To partially answer my own question, it’s because doing `vec[i][j]` is an allocation from `j`.

`vec[i]` doesn’t allocate, but accessing the `j`th element sometimes does.

`f_αβ[:, i]` also seems to allocate because it constructs a vector when called.

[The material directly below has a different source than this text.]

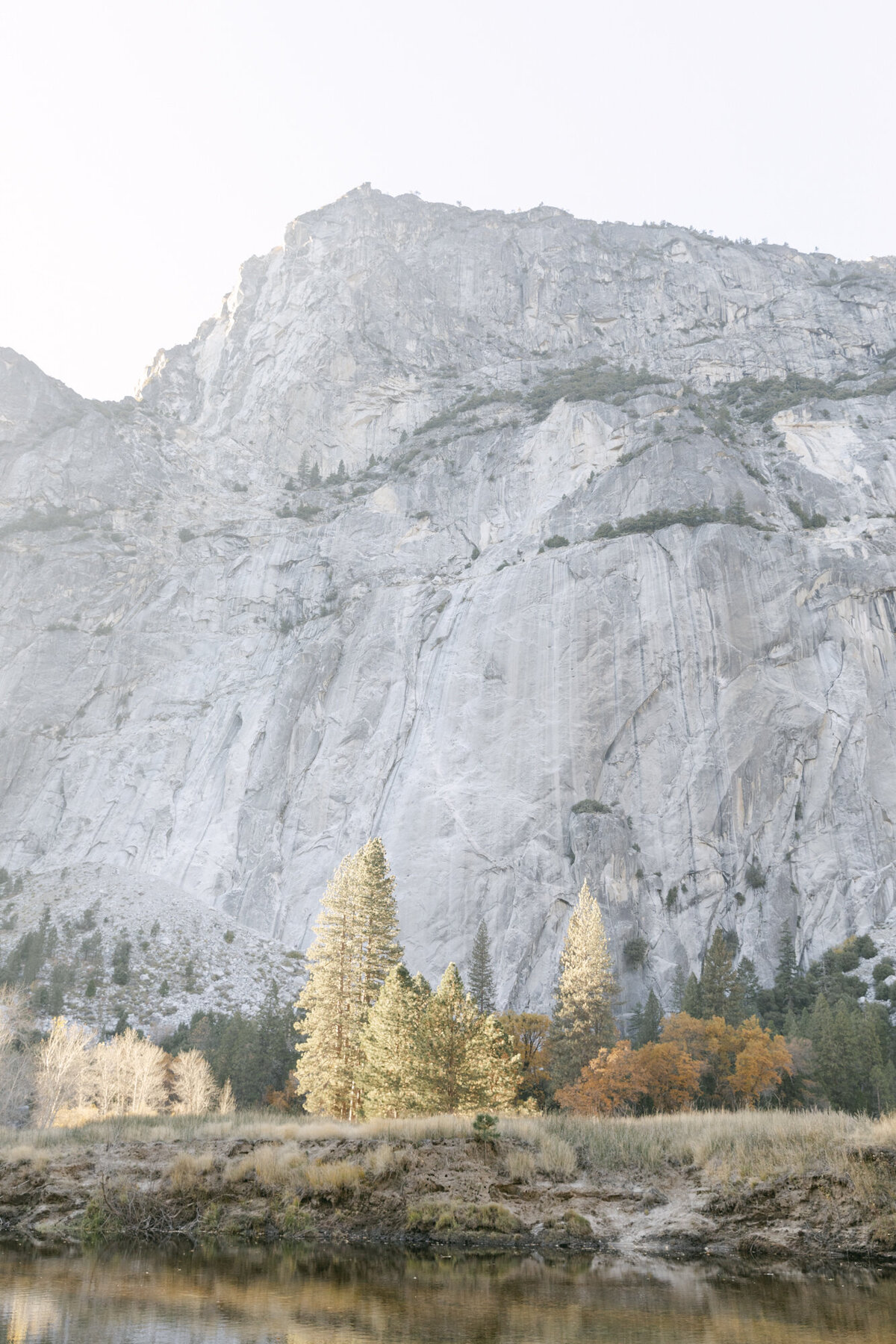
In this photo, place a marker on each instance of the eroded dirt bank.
(524, 1191)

Not entirely allocation free but perhaps still useful:

``````using RecursiveArrayTools
sum!(output, VectorOfArray(input))
``````

Just need to modify your code to use a view at this point:
` sum_fixed!(sum_f_αβ, view(f_αβ, :, i), nagents, 2)`

and maybe relax the type definition in ` sum_fixed!()`

Then 0 allocations are obtained.
``````function sum_fixed!(output, input, n, m)
for j in 1:m, i in 1:n
output[j] += input[i][j]
end
end

function jac!(sum_f_αβ, F_α, F_α0, f_αβ, nagents)
for i in 1:nagents
sum_fixed!(sum_f_αβ, view(f_αβ, :, i), nagents, 2)
@. F_α[i] = F_α0[i] + sum_f_αβ
end
end

nagents = 4
f_αβ = [[0.0, 0.0] for _ in 1:nagents, _ in 1:nagents]
sum_f_αβ = [0.0, 0.0]
F_α0 = [[0.0, 0.0] for _ in 1:nagents ]
F_α = copy(F_α0)

using BenchmarkTools
@benchmark jac!(sum_f_αβ, F_α, F_α0, f_αβ, nagents)

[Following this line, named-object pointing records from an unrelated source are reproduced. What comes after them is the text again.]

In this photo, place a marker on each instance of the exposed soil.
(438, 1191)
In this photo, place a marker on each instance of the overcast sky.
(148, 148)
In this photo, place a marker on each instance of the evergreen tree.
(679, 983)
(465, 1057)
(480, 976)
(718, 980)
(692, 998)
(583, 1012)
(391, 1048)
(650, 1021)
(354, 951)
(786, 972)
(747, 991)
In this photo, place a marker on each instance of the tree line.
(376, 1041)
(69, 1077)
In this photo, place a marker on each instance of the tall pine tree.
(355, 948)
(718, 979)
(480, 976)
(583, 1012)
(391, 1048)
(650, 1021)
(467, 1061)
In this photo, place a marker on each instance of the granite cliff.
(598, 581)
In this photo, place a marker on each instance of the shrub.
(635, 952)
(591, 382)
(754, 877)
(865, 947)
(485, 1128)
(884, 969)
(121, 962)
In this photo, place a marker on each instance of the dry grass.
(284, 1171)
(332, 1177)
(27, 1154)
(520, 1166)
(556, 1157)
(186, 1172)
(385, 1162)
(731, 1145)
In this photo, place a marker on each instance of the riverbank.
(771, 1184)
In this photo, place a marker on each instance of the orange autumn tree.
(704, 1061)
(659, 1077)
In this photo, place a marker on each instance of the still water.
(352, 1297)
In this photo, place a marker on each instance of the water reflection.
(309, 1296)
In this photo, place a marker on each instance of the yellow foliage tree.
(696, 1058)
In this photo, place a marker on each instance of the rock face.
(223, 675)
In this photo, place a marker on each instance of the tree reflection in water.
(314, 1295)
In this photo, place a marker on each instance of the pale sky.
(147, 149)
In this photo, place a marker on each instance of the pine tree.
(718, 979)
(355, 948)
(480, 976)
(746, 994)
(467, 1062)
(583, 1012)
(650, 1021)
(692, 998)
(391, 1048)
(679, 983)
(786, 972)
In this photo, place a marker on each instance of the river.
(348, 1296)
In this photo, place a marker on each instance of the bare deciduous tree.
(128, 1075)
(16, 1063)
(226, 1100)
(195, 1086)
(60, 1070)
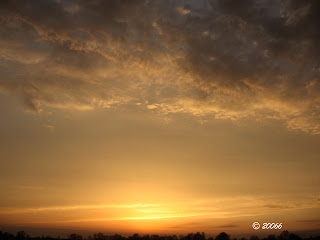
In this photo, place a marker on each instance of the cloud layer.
(218, 59)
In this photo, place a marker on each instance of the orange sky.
(159, 116)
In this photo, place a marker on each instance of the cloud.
(228, 226)
(221, 59)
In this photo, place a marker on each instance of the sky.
(159, 116)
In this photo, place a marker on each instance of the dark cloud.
(228, 226)
(257, 59)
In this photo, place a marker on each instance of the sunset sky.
(159, 116)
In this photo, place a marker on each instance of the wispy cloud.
(205, 58)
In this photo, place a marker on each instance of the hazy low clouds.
(219, 59)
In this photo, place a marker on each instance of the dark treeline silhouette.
(21, 235)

@benchmark jac!(sum_f_αβ, F_α, F_α0, f_αβ, nagents)
BenchmarkTools.Trial: 10000 samples with 957 evaluations.
Range (min … max):   86.102 ns … 401.985 ns  ┊ GC (min … max): 0.00% … 0.00%
Time  (median):      90.073 ns               ┊ GC (median):    0.00%
Time  (mean ± σ):   100.627 ns ±  26.710 ns  ┊ GC (mean ± σ):  0.00% ± 0.00%

█▆▄▁▂▇▃▂▃▂▁▂       ▂▁▁▁                                       ▁
█████████████▇▇▆▇▇███████▆▇▆▆▆▇▆▆▆▆▅▅▆▇▇▇▇▅▇▆▆▇▇▆▆▆▅▆▆▆▅▆▆▅▄▅ █
86.1 ns       Histogram: log(frequency) by time        213 ns <

Memory estimate: 0 bytes, allocs estimate: 0.
``````
1 Like

Thanks, I tried views but forgot that running my code outside a function would lead to spurious allocations!